Distributed System Examples

You must download pika from RabbitMQ to run these examples. You can also download a Python version of another AMPQ protocol. Check that pika is working by executing the tests that the pika website recommends before running the examples given here.

Example 1

This simple example has two virtual machines, each with one process. One process publishes a stream that it generates and the other process subscribes to that stream. Run the publisher on one computer and the subscriber on another computer; first, make sure that the tests recommended for pika are working on your computers. You can also run the publisher and subscriber on different terminal shells of a single computer.

This example is similar to example 1 of Multiprocess Examples. The code for the multiprocess and distributed cases are similar. The differences are that (1) the processes in the distributed case are distributed processes whereas in the multiprocess case they are shared memory processes, and (2) in the distributed case, the sending process publishes a stream to which the receiving process subscribes whereas in the multiprocess case, the sending and receiving stream are connected through shared memory.

The publication is called ‘copy_of_source_list’ in this example, with the publisher specifying:

publishers=[(proc_0, 'out', 'copy_of_source_list')])

and the subscriber specifying

subscribers=[(proc_1, 'in', 'copy_of_source_list')])

The code for VM_0, the publisher

def single_process_publisher():
    source_list = range(10)
    def source(out_stream):
        return source_list_to_stream(
            source_list, out_stream, time_interval=0.2)

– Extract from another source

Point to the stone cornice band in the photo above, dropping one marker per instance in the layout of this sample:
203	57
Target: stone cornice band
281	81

    def compute_func(in_streams, out_streams):
        map_element(
            func=lambda x: x,
            in_stream=in_streams[0],
            out_stream=out_streams[0])

    proc_0 = distributed_process(
        compute_func=compute_func,
        in_stream_names=['in'],
        out_stream_names=['out'],
        connect_sources=[('in', source)],
        connect_actuators=[],
        name='proc_0')

    vm_0 = VM(
        processes=[proc_0],
        connections=[],
        publishers=[(proc_0, 'out', 'copy_of_source_list')])
    vm_0.start()

The code for VM_1, the subscriber

def single_process_subscriber():

    def compute_func(in_streams, out_streams):
        stream_to_file(in_streams[0], 'result.dat')

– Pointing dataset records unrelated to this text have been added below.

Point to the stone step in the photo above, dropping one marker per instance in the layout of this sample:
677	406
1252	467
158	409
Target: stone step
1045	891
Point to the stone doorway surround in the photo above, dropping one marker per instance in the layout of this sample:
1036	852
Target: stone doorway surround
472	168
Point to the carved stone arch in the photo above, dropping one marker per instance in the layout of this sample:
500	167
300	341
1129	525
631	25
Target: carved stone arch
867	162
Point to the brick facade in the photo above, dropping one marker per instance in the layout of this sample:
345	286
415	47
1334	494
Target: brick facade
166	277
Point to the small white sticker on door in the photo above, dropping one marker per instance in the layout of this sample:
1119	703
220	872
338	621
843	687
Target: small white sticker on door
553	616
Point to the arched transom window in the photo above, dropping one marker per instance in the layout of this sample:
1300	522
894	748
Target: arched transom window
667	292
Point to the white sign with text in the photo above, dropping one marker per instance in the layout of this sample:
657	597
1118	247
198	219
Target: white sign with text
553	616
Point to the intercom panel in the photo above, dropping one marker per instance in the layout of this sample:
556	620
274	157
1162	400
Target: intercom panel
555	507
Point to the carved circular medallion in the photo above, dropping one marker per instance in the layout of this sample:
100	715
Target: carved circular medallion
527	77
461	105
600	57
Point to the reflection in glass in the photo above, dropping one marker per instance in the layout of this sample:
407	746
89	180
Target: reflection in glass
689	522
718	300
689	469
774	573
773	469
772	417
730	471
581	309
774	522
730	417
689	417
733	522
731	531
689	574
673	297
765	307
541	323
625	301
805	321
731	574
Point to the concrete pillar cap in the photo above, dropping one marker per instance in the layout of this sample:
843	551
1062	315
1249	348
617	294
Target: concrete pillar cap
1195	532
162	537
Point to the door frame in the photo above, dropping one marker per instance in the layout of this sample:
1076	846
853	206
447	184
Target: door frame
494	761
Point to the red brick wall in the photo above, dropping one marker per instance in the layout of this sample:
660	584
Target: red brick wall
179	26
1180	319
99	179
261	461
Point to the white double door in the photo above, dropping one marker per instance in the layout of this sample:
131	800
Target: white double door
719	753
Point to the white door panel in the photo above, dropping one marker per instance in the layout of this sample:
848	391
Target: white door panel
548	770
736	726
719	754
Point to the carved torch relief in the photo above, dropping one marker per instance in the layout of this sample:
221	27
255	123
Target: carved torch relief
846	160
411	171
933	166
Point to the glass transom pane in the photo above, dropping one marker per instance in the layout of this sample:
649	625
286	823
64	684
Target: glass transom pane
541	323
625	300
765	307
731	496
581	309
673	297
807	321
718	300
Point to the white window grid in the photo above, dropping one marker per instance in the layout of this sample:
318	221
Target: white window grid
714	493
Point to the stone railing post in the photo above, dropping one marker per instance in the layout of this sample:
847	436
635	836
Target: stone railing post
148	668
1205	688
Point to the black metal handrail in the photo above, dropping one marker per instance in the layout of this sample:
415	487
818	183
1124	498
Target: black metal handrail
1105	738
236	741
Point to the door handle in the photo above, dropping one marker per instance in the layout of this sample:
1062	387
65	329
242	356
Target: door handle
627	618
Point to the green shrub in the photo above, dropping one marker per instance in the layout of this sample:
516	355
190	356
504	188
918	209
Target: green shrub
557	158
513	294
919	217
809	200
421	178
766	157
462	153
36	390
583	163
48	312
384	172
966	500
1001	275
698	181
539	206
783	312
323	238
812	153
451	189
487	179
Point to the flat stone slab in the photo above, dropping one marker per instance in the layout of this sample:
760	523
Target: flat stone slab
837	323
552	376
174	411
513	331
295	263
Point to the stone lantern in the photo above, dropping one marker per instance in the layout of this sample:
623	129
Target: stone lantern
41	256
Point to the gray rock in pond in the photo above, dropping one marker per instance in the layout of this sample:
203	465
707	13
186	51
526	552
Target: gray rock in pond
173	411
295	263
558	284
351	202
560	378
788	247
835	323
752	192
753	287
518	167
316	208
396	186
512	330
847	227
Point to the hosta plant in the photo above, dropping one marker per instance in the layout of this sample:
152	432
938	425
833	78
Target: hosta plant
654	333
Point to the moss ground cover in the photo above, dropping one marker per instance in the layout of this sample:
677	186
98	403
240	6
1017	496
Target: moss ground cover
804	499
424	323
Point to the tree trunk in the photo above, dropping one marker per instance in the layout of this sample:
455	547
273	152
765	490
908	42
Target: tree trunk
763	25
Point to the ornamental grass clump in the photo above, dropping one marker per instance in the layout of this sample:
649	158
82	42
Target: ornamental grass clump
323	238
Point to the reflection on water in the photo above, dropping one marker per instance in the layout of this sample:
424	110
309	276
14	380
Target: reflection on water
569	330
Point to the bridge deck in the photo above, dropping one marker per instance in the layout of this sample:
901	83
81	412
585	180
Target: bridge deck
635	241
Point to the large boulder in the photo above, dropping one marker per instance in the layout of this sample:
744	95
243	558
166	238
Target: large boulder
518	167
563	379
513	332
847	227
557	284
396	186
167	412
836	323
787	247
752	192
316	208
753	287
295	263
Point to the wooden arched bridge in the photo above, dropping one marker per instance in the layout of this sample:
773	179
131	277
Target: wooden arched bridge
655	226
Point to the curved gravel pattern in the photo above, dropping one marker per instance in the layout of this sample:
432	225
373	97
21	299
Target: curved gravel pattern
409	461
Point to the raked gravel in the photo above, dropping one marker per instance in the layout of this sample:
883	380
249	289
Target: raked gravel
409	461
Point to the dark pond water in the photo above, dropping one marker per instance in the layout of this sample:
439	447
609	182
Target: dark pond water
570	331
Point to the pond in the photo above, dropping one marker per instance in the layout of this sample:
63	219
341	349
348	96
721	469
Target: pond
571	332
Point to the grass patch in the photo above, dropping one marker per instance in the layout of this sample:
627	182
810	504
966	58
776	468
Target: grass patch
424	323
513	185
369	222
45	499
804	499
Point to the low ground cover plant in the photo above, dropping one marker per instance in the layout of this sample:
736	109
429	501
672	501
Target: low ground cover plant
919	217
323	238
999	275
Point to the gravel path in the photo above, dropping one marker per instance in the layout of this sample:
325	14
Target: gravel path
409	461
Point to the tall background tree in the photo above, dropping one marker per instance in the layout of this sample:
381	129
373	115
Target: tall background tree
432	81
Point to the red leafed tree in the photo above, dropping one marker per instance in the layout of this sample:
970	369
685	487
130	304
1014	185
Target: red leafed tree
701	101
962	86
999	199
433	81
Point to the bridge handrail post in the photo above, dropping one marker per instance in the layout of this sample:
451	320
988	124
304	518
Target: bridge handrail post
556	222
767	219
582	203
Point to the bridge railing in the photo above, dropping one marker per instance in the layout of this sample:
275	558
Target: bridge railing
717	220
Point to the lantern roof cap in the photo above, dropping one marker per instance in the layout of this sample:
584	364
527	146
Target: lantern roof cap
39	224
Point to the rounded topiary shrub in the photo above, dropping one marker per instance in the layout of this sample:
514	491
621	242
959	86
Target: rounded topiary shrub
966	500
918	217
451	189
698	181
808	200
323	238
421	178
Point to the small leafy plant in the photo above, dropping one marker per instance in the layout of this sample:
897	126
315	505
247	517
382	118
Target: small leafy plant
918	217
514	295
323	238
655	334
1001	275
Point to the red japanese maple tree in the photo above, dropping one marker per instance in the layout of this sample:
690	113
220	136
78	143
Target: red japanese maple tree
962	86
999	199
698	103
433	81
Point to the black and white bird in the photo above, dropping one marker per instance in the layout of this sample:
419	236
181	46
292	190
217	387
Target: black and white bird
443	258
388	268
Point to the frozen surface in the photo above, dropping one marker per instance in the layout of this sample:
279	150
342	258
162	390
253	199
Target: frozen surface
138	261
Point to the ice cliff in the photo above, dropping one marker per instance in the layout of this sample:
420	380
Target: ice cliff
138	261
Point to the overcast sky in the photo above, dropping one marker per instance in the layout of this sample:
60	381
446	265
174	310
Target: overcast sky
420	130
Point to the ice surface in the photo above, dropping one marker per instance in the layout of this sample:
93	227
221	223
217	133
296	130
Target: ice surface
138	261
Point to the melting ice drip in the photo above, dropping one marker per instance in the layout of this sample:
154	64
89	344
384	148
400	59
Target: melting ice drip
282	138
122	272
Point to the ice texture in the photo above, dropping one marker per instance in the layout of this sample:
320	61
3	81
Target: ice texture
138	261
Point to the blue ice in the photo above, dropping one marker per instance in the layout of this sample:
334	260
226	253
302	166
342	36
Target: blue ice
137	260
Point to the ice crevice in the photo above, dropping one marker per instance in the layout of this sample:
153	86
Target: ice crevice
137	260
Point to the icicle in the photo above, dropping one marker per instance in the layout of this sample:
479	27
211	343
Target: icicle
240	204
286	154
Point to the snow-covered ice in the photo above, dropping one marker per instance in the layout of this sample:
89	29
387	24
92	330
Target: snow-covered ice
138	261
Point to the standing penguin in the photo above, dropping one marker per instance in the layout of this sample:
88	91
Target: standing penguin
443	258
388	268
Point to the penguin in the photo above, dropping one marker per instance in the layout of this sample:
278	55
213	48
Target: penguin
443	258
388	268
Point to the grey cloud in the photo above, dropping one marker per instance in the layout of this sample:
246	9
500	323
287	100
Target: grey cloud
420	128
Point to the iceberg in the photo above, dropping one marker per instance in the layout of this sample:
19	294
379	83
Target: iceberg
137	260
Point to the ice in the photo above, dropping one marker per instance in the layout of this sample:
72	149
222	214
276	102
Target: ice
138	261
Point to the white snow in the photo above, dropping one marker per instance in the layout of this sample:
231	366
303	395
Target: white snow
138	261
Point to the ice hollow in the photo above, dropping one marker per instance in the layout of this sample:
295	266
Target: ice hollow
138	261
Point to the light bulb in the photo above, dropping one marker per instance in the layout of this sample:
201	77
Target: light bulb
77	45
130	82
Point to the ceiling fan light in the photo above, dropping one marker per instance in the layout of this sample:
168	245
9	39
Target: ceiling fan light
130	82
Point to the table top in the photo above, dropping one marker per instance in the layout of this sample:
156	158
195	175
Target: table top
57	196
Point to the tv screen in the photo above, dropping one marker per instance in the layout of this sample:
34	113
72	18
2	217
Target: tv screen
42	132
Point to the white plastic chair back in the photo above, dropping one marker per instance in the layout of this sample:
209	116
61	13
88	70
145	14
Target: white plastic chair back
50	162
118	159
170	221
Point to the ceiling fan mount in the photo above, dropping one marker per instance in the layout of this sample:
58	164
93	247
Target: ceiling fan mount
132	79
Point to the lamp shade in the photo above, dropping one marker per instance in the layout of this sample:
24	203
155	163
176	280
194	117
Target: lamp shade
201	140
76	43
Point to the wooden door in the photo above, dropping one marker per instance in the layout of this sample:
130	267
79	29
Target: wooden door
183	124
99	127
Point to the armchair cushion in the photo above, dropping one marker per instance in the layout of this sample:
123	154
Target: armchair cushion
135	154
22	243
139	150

    proc_1 = distributed_process(
        compute_func=compute_func,
        in_stream_names=['in'],
        out_stream_names=[],
        connect_sources=[],
        connect_actuators=[],
        name='proc_1')

    vm_1 = VM(
        processes=[proc_1],
        connections=[],
        subscribers=[(proc_1, 'in', 'copy_of_source_list')])
    vm_1.start()

Run both virtual machines concurrently. The computer running the subscriber will have the source_list appended to a file called result.dat.

Example 2

This example has two virtual machines each of which consists of two processes. The first VM, called vm_0 has processes proc_0 and proc_1. This VM publishes a stream called ‘publication’. The process, proc_0, has a source which generates a stream. The other process, proc_1, reads the stream generated by proc_0 and carries out an operation on it; in the example it adds 10 to each element and publishes the result as ‘publication’.

The second VM, called vm_1 has processes proc_2 and proc_3. This VM subscribes to the stream called ‘publication’. The process, proc_2, gets the stream from ‘publication’ and carries out an operation on it (multiplies elements by 100) and passes the output stream to proc_3 which prints the results in a file.

Streams passed within a VM use shared memory whereas streams passed across VMs use the APMQ protocol. For instance, the stream passed from proc_0 to proc_1 in vm_0, and the stream passed from proc_2 to proc_3 in vm_1, use shared memory to communicate. By contrast, the stream passed from proc_1 in vm_0 to proc_2 to in vm_1 uses APMQ.

Note: You can have the same VM be both a publisher and a subscriber.

The code for VM_0

def two_process_publisher():
    source_list = range(10)
    def source(out_stream):
        return source_list_to_stream(source_list, out_stream)
    
    def compute_0(in_streams, out_streams):
        map_element(
            func=lambda x: x,
            in_stream=in_streams[0], out_stream=out_streams[0])

    proc_0 = distributed_process(
        compute_func=compute_0,
        in_stream_names=['in'],
        out_stream_names=['out'],
        connect_sources=[('in', source)],
        name='process_0')

    def compute_1(in_streams, out_streams):
        map_element(
            func=lambda x: x+10,
            in_stream=in_streams[0], out_stream=out_streams[0])
                    
    proc_1 = distributed_process(
        compute_func=compute_1,
        in_stream_names=['in'],
        out_stream_names=['out'],
        connect_sources=[],
        name='process_1'
        )

    vm_0 = VM(
        processes=[proc_0, proc_1],
        connections=[(proc_0, 'out', proc_1, 'in')],
        publishers=[(proc_1, 'out', 'publication')])
    vm_0.start()

The code for VM_1

def two_process_subscriber():
    def compute_2(in_streams, out_streams):
        map_element(
            func=lambda x: x*100,
            in_stream=in_streams[0], out_stream=out_streams[0])

    proc_2 = distributed_process(
        compute_func=compute_2,
        in_stream_names=['in'],
        out_stream_names=['out'],
        connect_sources=[],
        name='process_3')

    def compute_3(in_streams, out_streams):
        stream_to_file(
            in_streams[0], 'result.dat')
                    
    proc_3 = distributed_process(
        compute_func=compute_3,
        in_stream_names=['in'],
        out_stream_names=[],
        connect_sources=[],
        name='process_1'
        )
    vm_1 = VM(
        processes=[proc_2, proc_3],
        connections=[(proc_2, 'out', proc_3, 'in')],
        subscribers=[(proc_2, 'in', 'publication')])
    vm_1.start()